In probability theory and statistics, a conditional variance could be the variance of a conditional probability submission. That is, it's the variance of a random variable given the value(s) of one or more other variables.

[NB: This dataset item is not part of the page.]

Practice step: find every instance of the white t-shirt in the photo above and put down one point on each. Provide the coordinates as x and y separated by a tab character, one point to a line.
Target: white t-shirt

Specially in econometrics, the conditional variance is generally known as the scedastic function or skedastic function
For example, when Y = Height and X
= sex for persons in a very certain population, then Var(height | sex) could be the variable which assigns to everyone in the population this variance of height to the person's sex.

The conditional variance of X given Y = yj is given by

V(X/Y = y$_{j}$) = E[{X - E(X|Y = y$_{j}$)$^{2}$}|Y = y$_{j}]$
In a similar manner conditional variance of Y given X = x$_{i}$ can also be defined.

For a continuous case,

The conditional variance of X may be defined as

V(X|Y = y) = E[{X - E(X/Y = y)$^{2}$}|Y = y]
Similarly, V(Y/X = x) = E[{Y - E(Y/X = x)$^{2}$}|X = x]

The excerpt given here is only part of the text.